The Compleat Sculptor
- Industry: Sales of sculpture tools and supplies
- Founded: 1995
- Founder: Marc Fields; Ailene Fields;
- Headquarters: 110 West 19 Street New York, New York, USA
- Website: The Compleat Sculptor, Inc.

= The Compleat Sculptor =

American retailer of sculpture supplies

The Compleat Sculptor, Inc., is an American retailer of sculpture supplies. Established in New York City in 1995 as a comprehensive source of sculptural materials and tools, it is one of the largest sculptural materials suppliers in the world. It also provides classes and related services for professional sculptors, as well as other users of sculptural materials, such as movie and television set designers and law enforcement forensic teams.

== Background ==

Marc and Ailene Fields started The Compleat Sculptor as a family business in 1995. The company was founded to supply basic media for sculptors such as clays, various stone materials, and many types of wood, as well as tools needed to work on sculpting materials. The company also began offering product demonstrations and classes: stone carving, wood carving, clay work, wax work, foam sculpting, and multimedia workshops. Robin Finn of The New York Times characterized the store as, "...peeling walls, scaly ceilings and scarred linoleum floors. The place is not pretty. But that is not the point. Sculptors and other artisans gather here the way handymen haunt the cobweb-covered aisles of old hardware stores." Since its founding, The Compleat Sculptor has steadily increased its store and catalog product lines, as well as its customer base, making it one of the largest suppliers of its kind in the world.

== Products and services ==

The company's basic stone sculptural materials inventory includes 300 tons of marble, alabaster, granite and soapstone. The store also supplies other sculpting media (clay, cast metal, ceramic, wood, polymers, composite materials and glass) and sculpting tools (chisels, sanders, grinders, polishes).
The company maintains a 15,000-item inventory to provide supplies for a diverse clientele. The customer base includes professional sculptors, prop artists for stage and television programs, museum conservators, archaeologists, law enforcement needing media for crime-scene restorations and ballistics molds, and first responders creating fake wounds for triage training, as well as arts and crafts clients.

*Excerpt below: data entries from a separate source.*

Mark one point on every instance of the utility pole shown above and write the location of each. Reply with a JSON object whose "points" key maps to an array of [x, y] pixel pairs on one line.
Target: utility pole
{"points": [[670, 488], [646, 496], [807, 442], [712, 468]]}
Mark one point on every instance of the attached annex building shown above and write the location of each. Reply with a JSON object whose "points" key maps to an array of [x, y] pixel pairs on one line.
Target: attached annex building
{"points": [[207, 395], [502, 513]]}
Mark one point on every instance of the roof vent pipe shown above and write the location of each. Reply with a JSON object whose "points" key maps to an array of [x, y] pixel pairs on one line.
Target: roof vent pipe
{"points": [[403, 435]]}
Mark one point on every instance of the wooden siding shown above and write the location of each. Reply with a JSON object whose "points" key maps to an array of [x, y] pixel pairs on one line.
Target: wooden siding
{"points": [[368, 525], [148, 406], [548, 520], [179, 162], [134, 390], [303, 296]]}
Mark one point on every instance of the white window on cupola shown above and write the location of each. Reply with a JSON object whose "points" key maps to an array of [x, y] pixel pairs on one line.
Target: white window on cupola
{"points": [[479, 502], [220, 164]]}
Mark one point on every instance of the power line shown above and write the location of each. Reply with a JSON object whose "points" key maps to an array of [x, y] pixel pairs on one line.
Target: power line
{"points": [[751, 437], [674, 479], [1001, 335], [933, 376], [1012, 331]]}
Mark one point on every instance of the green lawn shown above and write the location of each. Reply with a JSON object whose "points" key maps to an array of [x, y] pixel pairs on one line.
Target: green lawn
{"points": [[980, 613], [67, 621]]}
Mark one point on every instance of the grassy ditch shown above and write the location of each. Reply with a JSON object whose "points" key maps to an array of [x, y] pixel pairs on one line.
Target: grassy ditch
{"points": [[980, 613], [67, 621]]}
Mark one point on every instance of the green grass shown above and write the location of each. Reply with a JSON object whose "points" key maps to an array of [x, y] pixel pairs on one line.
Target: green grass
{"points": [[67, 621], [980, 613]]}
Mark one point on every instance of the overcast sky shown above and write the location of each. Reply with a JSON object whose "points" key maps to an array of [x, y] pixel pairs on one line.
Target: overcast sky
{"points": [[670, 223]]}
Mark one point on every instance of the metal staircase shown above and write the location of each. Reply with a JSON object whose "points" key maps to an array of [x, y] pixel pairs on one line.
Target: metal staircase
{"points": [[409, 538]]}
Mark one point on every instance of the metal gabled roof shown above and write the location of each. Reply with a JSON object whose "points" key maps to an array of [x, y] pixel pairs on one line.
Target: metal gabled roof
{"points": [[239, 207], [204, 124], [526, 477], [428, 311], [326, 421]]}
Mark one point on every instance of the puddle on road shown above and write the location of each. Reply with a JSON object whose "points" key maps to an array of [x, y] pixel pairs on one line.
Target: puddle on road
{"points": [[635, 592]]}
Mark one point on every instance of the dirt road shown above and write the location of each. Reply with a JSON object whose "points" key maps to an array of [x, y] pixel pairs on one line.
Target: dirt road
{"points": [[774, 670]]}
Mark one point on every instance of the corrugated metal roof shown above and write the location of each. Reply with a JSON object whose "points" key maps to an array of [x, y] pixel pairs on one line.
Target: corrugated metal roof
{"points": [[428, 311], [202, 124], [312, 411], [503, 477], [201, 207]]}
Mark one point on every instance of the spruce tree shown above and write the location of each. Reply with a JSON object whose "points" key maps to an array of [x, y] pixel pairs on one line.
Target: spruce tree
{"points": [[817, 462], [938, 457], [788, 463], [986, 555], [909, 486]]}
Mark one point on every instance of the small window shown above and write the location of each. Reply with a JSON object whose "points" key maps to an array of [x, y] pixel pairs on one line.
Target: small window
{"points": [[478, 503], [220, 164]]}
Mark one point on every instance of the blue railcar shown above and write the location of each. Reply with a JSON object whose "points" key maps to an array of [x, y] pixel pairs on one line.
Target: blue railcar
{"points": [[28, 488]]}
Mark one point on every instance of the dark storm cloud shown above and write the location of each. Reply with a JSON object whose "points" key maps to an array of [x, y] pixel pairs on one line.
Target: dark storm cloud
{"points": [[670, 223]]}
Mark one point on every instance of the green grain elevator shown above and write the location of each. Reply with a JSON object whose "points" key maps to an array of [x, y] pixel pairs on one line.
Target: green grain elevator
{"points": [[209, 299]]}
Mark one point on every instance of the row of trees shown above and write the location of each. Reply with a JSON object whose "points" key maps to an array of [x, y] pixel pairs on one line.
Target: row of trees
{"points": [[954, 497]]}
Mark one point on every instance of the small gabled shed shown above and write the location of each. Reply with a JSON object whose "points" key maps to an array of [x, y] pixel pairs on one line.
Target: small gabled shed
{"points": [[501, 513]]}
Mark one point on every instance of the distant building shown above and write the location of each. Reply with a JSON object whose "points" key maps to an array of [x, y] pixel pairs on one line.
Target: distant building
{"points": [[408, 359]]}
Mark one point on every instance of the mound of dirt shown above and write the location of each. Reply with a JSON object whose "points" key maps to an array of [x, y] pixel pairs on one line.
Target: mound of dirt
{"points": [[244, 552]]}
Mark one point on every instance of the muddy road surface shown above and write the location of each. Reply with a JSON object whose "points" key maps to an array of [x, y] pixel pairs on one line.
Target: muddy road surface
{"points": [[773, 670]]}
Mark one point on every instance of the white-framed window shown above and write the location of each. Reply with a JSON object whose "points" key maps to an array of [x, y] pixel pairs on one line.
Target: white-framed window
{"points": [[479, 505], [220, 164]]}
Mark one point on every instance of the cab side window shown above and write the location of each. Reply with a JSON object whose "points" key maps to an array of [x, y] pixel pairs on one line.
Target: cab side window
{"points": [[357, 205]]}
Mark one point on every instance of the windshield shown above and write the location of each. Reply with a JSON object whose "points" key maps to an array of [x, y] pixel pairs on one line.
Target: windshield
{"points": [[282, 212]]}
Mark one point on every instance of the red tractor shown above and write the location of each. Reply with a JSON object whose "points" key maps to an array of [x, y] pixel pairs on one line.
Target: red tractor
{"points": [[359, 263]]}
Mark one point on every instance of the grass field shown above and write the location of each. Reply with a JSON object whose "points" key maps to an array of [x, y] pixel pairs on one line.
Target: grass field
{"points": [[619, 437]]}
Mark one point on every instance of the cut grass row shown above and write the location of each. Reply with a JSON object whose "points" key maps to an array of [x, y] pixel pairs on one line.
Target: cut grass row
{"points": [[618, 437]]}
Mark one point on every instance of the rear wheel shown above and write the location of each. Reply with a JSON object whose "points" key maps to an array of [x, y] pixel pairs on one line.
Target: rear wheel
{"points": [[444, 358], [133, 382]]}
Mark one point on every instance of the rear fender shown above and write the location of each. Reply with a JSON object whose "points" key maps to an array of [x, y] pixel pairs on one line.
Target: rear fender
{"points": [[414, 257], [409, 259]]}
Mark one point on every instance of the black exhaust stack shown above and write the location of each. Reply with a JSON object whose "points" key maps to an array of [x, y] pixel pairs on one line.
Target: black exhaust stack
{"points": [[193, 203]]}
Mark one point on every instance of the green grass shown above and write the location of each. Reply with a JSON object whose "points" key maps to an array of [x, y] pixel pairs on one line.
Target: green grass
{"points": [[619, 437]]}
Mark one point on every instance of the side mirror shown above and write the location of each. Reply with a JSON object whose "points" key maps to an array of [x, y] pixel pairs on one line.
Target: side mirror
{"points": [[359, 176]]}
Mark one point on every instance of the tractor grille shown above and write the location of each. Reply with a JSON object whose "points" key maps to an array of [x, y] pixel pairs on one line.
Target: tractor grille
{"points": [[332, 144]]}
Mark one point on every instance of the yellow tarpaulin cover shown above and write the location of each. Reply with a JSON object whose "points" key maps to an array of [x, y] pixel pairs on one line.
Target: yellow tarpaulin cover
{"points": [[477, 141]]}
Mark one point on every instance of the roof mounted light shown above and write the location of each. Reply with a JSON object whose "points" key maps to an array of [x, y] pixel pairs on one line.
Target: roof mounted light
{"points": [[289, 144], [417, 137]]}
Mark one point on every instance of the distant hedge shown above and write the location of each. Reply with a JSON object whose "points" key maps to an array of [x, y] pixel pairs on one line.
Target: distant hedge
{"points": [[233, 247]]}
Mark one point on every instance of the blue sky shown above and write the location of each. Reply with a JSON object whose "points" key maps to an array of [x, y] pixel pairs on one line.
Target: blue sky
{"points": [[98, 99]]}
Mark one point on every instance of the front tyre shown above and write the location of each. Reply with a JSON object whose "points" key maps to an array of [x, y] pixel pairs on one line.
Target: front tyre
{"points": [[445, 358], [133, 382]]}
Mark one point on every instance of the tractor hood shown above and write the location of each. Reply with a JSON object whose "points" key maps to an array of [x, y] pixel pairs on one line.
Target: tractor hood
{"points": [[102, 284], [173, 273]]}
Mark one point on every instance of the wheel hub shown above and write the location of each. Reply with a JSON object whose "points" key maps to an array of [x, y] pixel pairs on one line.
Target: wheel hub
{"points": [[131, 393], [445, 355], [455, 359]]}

Company services include finishing and polishing stone sculptures, kiln firing clay sculptures, foundry services for bronze castings, resin formulations, and mounting and shipping services for finished works. The company custom-designs some rasps and resins, and has also ventured into product prototyping for architectural businesses, including reproduction of bricks, architectural details, and decorative elements in new construction or building restoration.